Malate regulates blood pressure via nitric oxide production in salt-sensitive rats, a genetic model of hypertension. This study investigated the possible contributions of malate to blood pressure regulation and renal haemody-namics in normotensive rats. Malate (0.1, 0.3 and 1 mu g/kg, iv) was injected into rats or L-nitro-arginine methyl ester (L-NAME)-treated rats and mean arterial blood pressure (MABP), cortical blood flow (CBF), and medullary blood flow (MBF), was measured. The clearance study involved infusion of malate at 0.1 mu g/kg/h into rats, and MABP, CBF, MBF, glomerular filtration rate (GFR), urine volume (UV) and sodium output (UNaV) were deter-mined. Mechanistic studies to evaluate the role of renal sodium channels involved the treatment with malate (600 mg/kg, po), amiloride (2.5 mg/kg, po) or hydrochlorothiazide (HCTZ) (10 mg/kg, po), and UV and UNaV were determined.
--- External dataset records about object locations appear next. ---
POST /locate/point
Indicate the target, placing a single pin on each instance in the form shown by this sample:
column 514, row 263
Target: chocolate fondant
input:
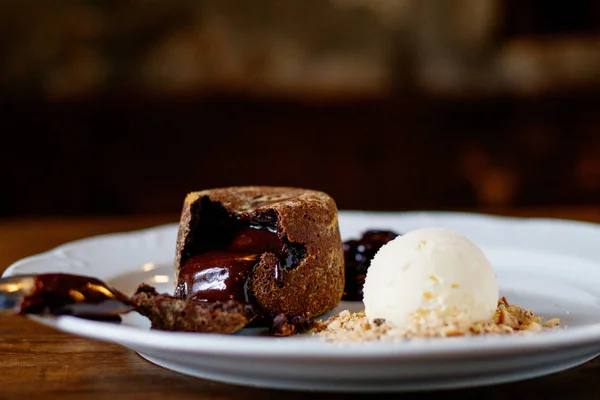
column 276, row 249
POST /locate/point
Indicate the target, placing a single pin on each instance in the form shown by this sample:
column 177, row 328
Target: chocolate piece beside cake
column 172, row 314
column 275, row 249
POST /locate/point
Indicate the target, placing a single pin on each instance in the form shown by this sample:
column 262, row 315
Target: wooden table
column 39, row 362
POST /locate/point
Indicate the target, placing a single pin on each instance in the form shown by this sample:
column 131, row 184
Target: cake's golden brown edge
column 304, row 216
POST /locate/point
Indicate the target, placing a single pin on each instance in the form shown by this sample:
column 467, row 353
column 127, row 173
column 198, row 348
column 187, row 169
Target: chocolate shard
column 171, row 313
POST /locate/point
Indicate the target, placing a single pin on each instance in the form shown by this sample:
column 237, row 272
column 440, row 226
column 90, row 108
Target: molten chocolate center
column 222, row 274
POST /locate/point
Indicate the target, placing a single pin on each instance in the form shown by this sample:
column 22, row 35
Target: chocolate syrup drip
column 66, row 294
column 222, row 274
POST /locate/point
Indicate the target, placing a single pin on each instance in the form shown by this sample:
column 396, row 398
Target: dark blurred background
column 111, row 107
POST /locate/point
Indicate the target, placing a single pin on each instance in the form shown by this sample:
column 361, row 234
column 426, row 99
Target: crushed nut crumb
column 508, row 319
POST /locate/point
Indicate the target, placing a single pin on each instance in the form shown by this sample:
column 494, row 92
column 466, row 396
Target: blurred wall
column 124, row 106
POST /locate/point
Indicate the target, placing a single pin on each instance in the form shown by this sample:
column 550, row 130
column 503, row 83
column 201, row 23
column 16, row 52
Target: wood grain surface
column 37, row 362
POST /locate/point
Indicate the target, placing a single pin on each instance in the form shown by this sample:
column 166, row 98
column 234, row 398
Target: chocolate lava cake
column 275, row 250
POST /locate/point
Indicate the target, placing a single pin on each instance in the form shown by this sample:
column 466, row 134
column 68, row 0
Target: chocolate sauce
column 66, row 294
column 357, row 259
column 222, row 274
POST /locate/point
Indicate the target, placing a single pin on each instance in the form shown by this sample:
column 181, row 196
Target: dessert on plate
column 273, row 257
column 430, row 282
column 275, row 250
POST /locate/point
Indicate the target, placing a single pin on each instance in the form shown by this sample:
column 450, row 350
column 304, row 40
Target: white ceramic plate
column 549, row 266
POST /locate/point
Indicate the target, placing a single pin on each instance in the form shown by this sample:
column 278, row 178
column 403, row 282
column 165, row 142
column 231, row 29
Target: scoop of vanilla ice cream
column 430, row 273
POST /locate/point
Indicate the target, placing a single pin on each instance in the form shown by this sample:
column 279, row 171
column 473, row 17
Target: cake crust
column 303, row 217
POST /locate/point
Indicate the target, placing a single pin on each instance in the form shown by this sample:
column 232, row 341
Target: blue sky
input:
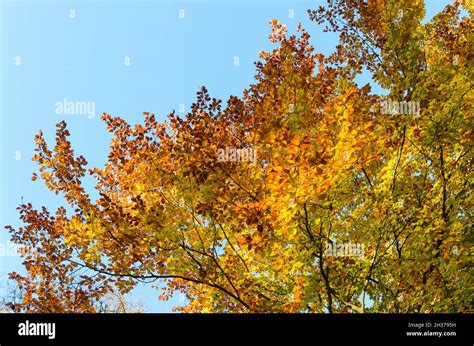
column 127, row 57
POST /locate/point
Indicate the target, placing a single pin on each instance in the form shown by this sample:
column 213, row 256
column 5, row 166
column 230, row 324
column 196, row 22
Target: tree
column 244, row 208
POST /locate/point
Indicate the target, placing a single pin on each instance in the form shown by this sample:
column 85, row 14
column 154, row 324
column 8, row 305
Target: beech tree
column 333, row 163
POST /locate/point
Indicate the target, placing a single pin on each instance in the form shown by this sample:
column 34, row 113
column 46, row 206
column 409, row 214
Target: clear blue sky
column 79, row 50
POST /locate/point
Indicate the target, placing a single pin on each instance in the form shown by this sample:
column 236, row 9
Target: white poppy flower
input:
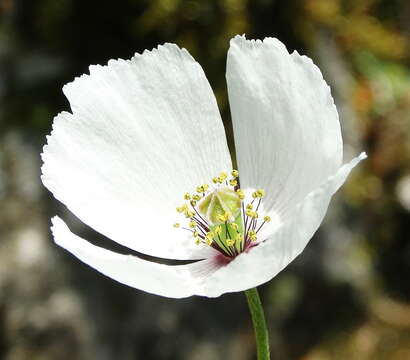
column 145, row 133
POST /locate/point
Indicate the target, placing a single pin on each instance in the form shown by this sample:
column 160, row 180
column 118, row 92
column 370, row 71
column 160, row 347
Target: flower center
column 218, row 216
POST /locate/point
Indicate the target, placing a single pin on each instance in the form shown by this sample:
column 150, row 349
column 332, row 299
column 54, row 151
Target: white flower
column 144, row 132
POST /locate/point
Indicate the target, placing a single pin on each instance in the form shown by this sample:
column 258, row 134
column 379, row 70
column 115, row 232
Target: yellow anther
column 252, row 214
column 260, row 193
column 233, row 182
column 241, row 194
column 203, row 188
column 223, row 175
column 221, row 218
column 189, row 214
column 182, row 208
column 210, row 235
column 218, row 230
column 252, row 235
column 238, row 238
column 230, row 242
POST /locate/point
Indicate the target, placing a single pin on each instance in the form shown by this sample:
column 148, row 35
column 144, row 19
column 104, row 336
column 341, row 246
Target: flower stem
column 259, row 324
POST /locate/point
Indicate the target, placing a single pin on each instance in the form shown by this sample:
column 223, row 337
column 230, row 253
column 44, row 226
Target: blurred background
column 346, row 297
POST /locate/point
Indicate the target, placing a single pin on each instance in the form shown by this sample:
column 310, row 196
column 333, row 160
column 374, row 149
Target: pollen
column 217, row 215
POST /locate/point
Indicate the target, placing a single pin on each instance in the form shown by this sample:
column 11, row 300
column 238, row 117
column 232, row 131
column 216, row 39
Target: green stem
column 259, row 324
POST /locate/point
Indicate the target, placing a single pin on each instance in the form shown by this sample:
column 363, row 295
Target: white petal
column 267, row 259
column 286, row 127
column 170, row 281
column 142, row 133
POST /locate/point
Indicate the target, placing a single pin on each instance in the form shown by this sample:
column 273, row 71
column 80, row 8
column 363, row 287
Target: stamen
column 218, row 216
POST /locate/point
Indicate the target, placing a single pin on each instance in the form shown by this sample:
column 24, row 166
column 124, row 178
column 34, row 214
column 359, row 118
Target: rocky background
column 346, row 297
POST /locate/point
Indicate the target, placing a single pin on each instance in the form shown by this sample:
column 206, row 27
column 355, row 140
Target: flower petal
column 171, row 281
column 142, row 133
column 286, row 127
column 267, row 259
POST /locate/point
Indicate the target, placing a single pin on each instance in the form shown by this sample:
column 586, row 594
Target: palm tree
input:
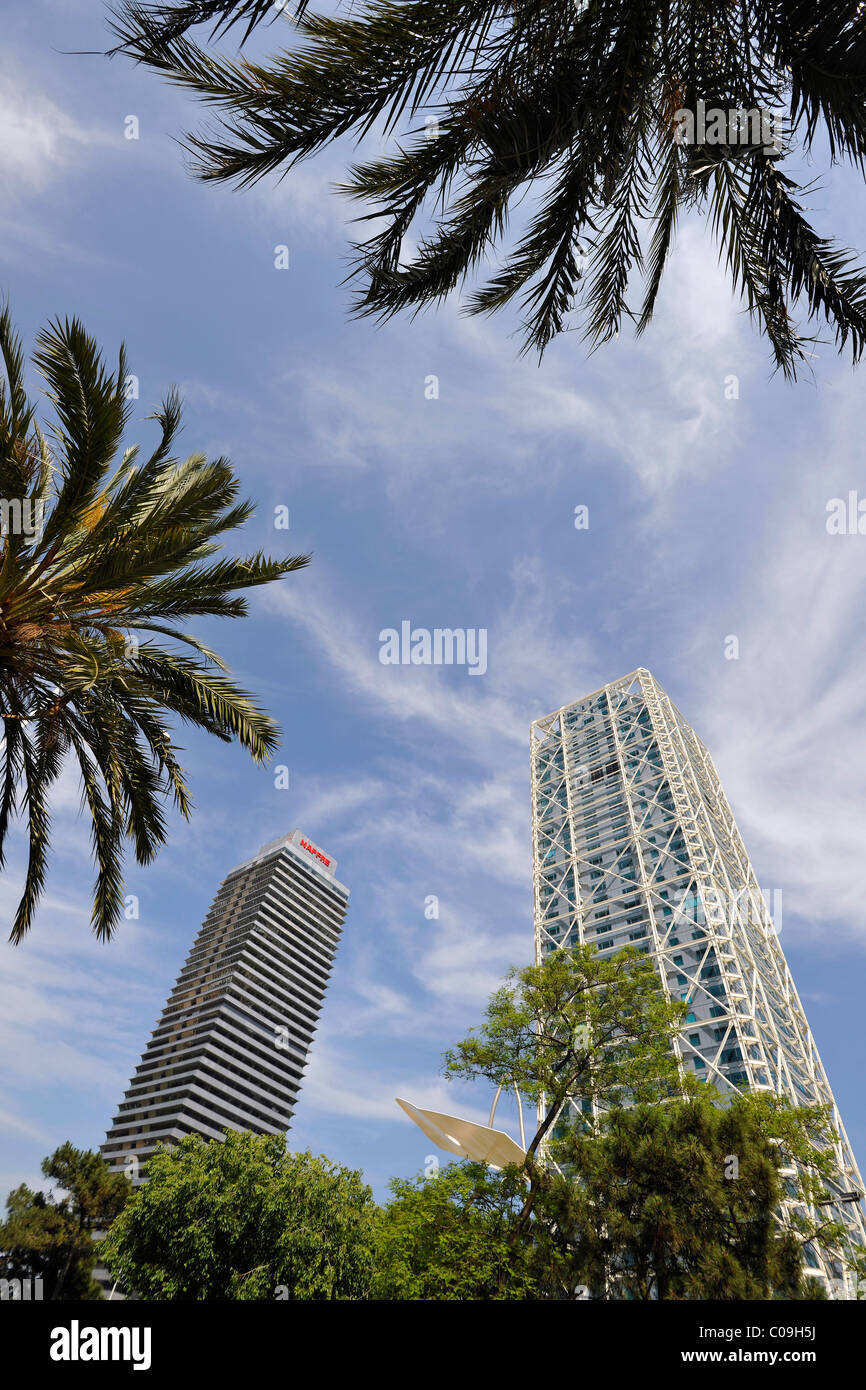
column 591, row 107
column 100, row 558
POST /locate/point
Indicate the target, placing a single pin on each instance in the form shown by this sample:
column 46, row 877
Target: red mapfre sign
column 312, row 849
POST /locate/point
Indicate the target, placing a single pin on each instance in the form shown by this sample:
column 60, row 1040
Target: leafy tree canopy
column 50, row 1237
column 102, row 555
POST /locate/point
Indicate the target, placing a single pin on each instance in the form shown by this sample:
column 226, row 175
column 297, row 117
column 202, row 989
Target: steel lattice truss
column 634, row 844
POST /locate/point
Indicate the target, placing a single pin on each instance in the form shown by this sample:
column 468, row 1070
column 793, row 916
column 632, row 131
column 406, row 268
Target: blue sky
column 706, row 520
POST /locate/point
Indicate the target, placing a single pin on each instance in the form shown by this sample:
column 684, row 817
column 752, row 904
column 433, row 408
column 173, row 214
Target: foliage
column 449, row 1237
column 681, row 1200
column 52, row 1239
column 100, row 555
column 576, row 106
column 243, row 1219
column 578, row 1027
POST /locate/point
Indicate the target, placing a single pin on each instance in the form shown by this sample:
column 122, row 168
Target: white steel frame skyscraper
column 232, row 1041
column 634, row 844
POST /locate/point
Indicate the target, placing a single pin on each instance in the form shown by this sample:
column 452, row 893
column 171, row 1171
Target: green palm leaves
column 102, row 562
column 569, row 110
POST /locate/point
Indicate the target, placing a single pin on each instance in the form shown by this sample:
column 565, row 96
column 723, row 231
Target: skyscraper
column 634, row 844
column 231, row 1044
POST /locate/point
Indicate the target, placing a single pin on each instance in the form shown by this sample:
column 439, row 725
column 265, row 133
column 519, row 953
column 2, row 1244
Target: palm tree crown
column 103, row 558
column 594, row 107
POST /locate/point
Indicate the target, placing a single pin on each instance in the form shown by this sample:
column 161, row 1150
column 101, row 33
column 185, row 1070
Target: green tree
column 243, row 1219
column 594, row 110
column 449, row 1237
column 100, row 556
column 577, row 1033
column 52, row 1239
column 683, row 1200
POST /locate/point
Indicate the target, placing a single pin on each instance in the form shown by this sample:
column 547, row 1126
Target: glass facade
column 634, row 844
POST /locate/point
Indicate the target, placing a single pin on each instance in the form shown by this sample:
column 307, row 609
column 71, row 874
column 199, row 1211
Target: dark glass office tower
column 231, row 1044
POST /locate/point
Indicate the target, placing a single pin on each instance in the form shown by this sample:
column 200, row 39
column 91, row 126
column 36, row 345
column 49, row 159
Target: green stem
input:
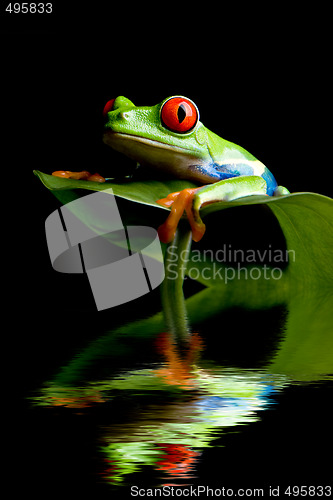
column 173, row 302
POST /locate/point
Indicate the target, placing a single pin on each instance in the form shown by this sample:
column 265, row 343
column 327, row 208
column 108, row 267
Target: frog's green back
column 223, row 151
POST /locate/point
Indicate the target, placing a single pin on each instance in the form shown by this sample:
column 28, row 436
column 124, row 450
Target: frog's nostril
column 108, row 107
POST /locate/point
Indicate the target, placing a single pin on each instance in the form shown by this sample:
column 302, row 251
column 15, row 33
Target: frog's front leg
column 191, row 200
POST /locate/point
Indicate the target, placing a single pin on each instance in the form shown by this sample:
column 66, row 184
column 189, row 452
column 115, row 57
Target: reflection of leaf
column 305, row 351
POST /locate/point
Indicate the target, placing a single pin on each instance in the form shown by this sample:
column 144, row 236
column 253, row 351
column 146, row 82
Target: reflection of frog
column 170, row 137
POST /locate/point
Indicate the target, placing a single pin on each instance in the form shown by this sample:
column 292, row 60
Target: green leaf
column 146, row 192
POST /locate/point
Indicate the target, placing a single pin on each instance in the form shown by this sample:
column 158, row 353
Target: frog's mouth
column 155, row 154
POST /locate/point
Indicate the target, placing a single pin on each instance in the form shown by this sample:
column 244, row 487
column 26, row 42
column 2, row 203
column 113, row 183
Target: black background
column 260, row 79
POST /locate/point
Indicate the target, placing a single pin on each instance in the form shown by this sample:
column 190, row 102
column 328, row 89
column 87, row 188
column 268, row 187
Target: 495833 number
column 29, row 8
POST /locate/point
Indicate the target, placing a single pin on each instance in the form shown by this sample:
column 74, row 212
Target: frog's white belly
column 176, row 161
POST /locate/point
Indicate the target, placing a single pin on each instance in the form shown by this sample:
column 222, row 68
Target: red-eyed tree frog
column 170, row 137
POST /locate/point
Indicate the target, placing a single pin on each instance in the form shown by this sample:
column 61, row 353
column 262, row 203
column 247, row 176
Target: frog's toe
column 281, row 191
column 83, row 175
column 180, row 202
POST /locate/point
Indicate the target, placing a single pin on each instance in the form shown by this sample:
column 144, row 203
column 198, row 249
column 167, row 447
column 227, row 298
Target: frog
column 169, row 137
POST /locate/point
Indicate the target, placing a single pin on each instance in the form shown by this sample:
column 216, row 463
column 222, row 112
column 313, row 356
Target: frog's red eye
column 108, row 107
column 179, row 114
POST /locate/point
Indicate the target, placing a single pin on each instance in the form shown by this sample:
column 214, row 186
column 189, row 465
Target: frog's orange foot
column 84, row 175
column 180, row 202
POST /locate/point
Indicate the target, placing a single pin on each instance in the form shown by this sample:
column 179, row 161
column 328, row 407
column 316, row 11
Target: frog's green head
column 168, row 136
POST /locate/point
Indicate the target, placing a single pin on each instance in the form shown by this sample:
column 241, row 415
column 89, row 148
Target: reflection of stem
column 173, row 303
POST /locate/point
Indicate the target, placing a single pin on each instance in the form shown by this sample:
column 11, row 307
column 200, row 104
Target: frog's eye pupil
column 179, row 114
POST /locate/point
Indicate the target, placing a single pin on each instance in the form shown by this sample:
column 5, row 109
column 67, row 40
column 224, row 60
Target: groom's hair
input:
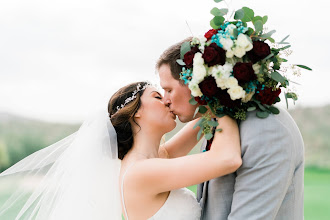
column 169, row 57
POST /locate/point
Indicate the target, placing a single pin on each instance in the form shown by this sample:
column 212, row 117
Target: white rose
column 256, row 67
column 244, row 42
column 221, row 83
column 229, row 54
column 231, row 82
column 199, row 73
column 195, row 41
column 239, row 51
column 226, row 43
column 236, row 92
column 228, row 68
column 198, row 59
column 230, row 28
column 195, row 90
column 248, row 97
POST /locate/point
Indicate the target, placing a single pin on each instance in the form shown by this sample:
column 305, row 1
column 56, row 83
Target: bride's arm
column 182, row 142
column 160, row 175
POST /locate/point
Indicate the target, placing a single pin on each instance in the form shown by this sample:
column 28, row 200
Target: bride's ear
column 138, row 114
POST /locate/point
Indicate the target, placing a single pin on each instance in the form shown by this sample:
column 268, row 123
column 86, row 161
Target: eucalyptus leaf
column 193, row 101
column 250, row 31
column 218, row 20
column 284, row 48
column 257, row 18
column 202, row 109
column 208, row 136
column 264, row 19
column 304, row 67
column 199, row 123
column 271, row 40
column 295, row 82
column 219, row 12
column 268, row 34
column 220, row 115
column 248, row 14
column 269, row 56
column 286, row 100
column 213, row 123
column 261, row 107
column 196, row 111
column 258, row 26
column 291, row 96
column 252, row 108
column 199, row 134
column 284, row 39
column 278, row 77
column 180, row 62
column 185, row 47
column 274, row 110
column 262, row 114
column 213, row 25
column 235, row 33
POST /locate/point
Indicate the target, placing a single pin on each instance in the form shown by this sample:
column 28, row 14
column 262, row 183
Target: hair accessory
column 133, row 96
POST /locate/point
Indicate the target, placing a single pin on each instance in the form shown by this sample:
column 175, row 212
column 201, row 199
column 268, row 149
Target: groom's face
column 176, row 95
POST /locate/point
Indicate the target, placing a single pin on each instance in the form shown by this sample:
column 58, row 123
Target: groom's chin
column 185, row 119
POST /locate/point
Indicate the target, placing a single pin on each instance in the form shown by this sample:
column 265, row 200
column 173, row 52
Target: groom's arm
column 266, row 173
column 182, row 142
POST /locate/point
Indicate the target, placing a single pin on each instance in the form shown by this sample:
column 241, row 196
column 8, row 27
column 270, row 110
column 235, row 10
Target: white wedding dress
column 181, row 204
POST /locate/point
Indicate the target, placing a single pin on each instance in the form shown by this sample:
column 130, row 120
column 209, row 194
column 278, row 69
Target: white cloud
column 58, row 59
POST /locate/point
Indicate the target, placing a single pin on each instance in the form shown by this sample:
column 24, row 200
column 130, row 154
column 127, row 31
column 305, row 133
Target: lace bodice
column 181, row 204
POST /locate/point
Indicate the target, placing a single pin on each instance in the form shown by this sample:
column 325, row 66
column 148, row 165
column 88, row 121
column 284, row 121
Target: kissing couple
column 251, row 164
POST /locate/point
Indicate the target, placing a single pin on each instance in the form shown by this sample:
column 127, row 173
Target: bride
column 114, row 164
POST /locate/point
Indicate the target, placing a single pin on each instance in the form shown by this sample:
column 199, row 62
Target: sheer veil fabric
column 75, row 178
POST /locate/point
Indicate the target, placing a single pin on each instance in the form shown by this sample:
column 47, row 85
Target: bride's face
column 154, row 113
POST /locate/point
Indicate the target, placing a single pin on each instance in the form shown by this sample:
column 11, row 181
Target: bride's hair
column 120, row 119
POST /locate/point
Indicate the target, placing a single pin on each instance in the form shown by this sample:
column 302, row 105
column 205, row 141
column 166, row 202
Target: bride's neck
column 146, row 143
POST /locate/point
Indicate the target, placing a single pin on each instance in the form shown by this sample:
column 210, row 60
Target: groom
column 269, row 184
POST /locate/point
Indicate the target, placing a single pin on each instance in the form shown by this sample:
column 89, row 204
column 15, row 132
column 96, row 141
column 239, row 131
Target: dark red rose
column 214, row 55
column 259, row 51
column 208, row 35
column 267, row 96
column 189, row 57
column 244, row 72
column 208, row 86
column 225, row 100
column 200, row 101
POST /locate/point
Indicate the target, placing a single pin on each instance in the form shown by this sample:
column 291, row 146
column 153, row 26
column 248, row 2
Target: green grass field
column 317, row 194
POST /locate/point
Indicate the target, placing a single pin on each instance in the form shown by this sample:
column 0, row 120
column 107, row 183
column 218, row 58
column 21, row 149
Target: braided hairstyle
column 120, row 119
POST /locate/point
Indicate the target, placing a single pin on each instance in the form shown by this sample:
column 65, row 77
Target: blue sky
column 61, row 59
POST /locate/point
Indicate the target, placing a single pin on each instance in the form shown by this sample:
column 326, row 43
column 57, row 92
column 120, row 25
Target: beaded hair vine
column 139, row 88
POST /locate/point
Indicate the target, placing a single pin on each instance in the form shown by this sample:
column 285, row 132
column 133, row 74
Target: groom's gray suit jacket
column 269, row 184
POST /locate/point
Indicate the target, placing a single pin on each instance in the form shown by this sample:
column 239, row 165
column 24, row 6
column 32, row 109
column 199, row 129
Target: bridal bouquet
column 236, row 67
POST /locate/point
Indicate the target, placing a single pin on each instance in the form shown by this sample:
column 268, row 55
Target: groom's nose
column 167, row 101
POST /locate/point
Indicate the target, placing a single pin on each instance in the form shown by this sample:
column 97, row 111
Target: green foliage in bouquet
column 235, row 68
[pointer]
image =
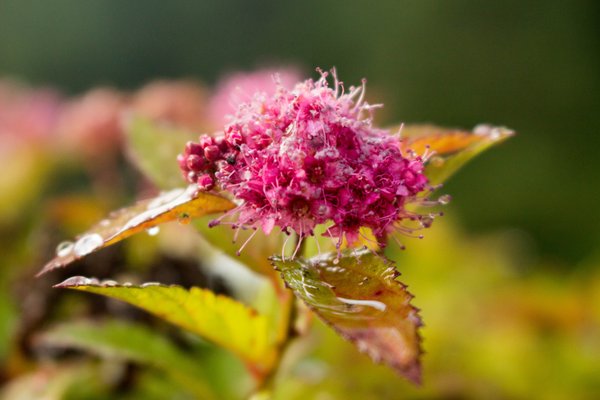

Malate elicited significant peak reductions in MABP (124 +/- 6.5 vs 105 +/- 3.1 mmHg) at 0.1 mu g/ kg), CBF (231 +/- 18.5 vs 205 +/- 10.9 PU). L-NAME did not reverse the effect of malate on MABP but tended to blunt the effect on CBF (40%) and MBF (87%) at 0.3 mu g/kg. Infusion of malate reduced MABP, CBF, and MBF in a time-dependent manner (p<0.05). Malate exerted a three-fold decrease in GFR in a time-related fashion (p<0.05) as well as increased UV. UNaV increased by 86% in malate-treated-amiloride rats (p<0.05). These data indicate that malate modulates blood pressure and exerts vascular and tubular effects on renal function that may involve epithelial sodium channels (ENaC).